Trivia about time, to be precise. Prior to my current job, my knowledge of timekeeping was pretty much knowing how to read and adjust a clock, and because I’m a physicist, Einstein synchronization (basically accounting for propagation delay of light) and the effects of general and special relativity. All of the physics-related exercises with time conjure up a perfect clock, so you don’t have to worry about all the little details that arise when dealing with real-world hardware. Now, I don’t actually do time measurements, I “just” work on building clocks, but there are some things I’ve picked up.
A clock will have an oscillator in it, and some way of counting the oscillations. Time is the phase of these oscillations — one “tick” represents one cycle or some number of cycles. The derivative is the frequency, and if you take another derivative you get the rate of change of the frequency, which is the drift. Which sounds just like kinematics — the basic equation that describes all of this looks just like basic kinematics, as long as the rate of change of your frequency is a constant. And that brings up a point commonly fumbled by the popular press: leap seconds are often described as being added because the earth’s rotation is slowing. And while it’s true that over long times, the rate is slowing, that term could be zero and you’d still have to add leap seconds. The frequency represented by an earth that has slowed (but is no longer slowing) is different than that of atomic time, and so one will accumulate a phase difference (i.e. one will run slow compared to the other). That the rotation rate is slowing means that we will add leap seconds more often, assuming other effects on the rotation rate don’t mask this.

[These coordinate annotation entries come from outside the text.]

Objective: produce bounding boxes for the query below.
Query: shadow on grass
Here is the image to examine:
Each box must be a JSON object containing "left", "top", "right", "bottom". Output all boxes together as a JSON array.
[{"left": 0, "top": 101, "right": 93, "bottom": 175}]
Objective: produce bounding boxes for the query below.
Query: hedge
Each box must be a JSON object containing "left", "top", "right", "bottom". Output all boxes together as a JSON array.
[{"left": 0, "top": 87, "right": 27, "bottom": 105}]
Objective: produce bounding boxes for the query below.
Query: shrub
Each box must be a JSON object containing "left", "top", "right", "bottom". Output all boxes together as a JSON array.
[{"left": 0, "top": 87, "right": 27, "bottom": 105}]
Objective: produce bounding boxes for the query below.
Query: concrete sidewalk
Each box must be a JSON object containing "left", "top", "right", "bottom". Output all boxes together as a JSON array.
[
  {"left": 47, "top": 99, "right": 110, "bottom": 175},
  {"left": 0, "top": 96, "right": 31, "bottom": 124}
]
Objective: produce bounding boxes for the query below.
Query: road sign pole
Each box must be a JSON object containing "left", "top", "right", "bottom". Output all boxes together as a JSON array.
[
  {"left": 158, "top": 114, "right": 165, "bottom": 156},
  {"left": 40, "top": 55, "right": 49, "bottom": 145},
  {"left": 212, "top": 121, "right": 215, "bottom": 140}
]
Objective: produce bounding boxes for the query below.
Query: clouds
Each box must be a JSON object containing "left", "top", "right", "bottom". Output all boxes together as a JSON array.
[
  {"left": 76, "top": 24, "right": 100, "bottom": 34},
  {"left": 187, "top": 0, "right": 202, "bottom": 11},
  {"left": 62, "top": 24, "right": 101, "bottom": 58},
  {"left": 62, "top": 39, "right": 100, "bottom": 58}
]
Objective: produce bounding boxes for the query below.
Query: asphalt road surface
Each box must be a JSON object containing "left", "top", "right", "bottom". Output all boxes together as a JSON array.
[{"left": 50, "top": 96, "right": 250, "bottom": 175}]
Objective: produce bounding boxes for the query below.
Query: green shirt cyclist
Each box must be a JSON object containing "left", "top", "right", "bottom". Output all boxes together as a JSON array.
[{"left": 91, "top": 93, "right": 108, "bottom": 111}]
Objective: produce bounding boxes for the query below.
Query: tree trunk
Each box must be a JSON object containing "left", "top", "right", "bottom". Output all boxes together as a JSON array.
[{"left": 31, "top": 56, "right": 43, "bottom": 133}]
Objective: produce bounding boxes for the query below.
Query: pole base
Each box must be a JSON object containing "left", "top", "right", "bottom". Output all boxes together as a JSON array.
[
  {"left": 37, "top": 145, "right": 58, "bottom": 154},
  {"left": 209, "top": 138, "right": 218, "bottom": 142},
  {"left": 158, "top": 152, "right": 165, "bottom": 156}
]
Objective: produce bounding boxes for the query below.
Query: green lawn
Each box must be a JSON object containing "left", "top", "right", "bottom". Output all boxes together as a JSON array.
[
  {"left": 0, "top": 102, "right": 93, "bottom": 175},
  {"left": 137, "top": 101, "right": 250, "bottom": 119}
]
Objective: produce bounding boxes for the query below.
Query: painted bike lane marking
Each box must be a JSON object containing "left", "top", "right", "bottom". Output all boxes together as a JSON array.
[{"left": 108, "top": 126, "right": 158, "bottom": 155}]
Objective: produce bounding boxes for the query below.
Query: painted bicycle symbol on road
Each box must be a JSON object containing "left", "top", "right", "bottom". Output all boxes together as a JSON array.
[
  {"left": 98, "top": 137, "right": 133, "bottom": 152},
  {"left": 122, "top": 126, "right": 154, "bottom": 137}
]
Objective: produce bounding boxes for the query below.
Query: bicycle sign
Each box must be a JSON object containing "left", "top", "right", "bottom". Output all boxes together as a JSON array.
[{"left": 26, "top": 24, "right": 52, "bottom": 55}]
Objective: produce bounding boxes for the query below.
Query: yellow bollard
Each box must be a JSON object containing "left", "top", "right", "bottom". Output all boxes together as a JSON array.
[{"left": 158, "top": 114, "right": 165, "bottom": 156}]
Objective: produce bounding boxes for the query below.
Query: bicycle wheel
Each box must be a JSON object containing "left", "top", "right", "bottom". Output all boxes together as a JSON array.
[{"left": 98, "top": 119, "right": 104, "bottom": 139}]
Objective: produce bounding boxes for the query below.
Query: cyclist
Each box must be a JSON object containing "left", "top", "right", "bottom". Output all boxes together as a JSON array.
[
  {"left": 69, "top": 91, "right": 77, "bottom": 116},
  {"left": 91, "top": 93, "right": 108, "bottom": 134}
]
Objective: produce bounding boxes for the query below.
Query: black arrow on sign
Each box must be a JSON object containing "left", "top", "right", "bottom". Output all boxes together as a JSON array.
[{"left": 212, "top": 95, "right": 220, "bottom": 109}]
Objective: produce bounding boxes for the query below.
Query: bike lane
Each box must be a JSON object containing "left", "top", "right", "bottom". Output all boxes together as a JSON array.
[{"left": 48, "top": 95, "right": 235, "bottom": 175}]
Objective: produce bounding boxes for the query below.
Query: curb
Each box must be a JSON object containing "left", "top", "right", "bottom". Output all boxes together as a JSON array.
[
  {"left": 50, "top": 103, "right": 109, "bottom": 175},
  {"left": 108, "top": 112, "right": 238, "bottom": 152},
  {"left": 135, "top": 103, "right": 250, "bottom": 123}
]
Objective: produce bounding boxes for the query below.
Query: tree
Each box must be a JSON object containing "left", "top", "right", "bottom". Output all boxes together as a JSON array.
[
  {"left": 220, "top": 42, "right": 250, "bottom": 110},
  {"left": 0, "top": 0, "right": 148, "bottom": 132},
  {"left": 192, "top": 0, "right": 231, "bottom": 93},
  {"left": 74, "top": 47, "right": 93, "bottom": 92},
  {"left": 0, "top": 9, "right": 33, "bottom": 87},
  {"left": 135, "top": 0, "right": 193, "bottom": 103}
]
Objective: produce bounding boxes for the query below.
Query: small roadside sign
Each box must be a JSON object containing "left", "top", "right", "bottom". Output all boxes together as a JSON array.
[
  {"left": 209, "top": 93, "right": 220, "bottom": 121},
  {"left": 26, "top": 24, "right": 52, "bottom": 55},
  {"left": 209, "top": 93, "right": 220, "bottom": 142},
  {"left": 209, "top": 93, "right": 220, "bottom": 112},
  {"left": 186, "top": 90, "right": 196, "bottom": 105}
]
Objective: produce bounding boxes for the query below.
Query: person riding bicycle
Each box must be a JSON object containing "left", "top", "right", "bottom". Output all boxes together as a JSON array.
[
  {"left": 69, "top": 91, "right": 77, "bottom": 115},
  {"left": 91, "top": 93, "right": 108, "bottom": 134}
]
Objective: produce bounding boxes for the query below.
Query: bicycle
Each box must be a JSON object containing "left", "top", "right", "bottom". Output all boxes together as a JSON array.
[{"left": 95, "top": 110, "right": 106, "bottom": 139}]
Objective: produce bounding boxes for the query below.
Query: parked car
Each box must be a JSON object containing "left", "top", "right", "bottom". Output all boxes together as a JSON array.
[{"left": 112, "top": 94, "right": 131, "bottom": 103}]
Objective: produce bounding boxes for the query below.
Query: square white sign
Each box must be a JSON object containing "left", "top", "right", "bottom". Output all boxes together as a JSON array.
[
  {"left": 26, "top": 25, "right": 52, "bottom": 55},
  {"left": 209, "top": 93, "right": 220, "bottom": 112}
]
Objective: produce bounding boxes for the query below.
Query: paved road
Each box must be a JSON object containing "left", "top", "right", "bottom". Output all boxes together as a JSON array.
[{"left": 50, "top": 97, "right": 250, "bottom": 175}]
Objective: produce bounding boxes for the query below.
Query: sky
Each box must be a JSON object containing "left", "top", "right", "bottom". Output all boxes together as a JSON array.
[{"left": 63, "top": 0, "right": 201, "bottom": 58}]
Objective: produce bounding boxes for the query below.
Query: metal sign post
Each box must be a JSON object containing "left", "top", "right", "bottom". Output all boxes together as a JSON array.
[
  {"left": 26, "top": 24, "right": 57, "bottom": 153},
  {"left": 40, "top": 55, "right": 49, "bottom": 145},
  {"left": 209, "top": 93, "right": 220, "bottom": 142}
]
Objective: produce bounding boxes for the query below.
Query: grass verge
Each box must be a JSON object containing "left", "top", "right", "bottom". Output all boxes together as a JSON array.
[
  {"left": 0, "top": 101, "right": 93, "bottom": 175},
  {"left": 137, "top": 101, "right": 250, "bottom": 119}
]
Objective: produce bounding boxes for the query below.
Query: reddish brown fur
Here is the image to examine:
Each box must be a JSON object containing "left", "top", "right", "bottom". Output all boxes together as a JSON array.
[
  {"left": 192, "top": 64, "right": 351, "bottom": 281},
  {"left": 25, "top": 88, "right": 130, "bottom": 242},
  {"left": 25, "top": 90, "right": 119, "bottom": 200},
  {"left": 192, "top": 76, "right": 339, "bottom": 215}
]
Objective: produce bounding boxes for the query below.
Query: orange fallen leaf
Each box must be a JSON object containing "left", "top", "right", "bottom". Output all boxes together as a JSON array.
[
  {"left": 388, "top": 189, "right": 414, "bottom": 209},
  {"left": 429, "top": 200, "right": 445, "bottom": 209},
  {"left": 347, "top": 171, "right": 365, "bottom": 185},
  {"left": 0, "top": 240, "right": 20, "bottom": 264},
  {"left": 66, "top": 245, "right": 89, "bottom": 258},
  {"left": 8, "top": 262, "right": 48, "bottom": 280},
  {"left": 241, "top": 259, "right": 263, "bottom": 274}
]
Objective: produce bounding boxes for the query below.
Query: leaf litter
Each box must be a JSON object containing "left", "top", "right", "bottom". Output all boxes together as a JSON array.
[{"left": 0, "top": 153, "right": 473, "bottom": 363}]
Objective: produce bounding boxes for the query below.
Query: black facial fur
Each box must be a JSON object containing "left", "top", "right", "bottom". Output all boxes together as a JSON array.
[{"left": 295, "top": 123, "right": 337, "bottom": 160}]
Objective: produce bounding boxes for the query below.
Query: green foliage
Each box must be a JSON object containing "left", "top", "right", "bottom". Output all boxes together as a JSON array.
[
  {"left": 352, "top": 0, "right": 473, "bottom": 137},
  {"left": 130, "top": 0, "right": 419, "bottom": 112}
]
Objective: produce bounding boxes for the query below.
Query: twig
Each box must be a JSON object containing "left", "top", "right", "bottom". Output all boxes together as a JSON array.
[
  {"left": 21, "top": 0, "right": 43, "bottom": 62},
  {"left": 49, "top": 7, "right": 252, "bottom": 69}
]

The above assumes “perfect” clocks. However, in all real processes that we measure, there is noise. Different kinds of noise, too, depending on the systems being measured. The best you can hope for is random, (i.e. white) noise, which gets averaged down as you take more measurements, and varies with the inverse square root of the number of data points (in this case, time). There are noise processes that average down faster, but eventually white frequency noise will dominate, and then the best case is that there are no other noise processes that dominate at longer times (like flicker or drift).
You integrate white frequency noise to get the effect on the phase, or time. The integral of this white noise gives you a random walk. That is, for any two real clocks, with exactly the same frequency, the best you can do is have them random-walk with respect to each other. They will never stay synchronized.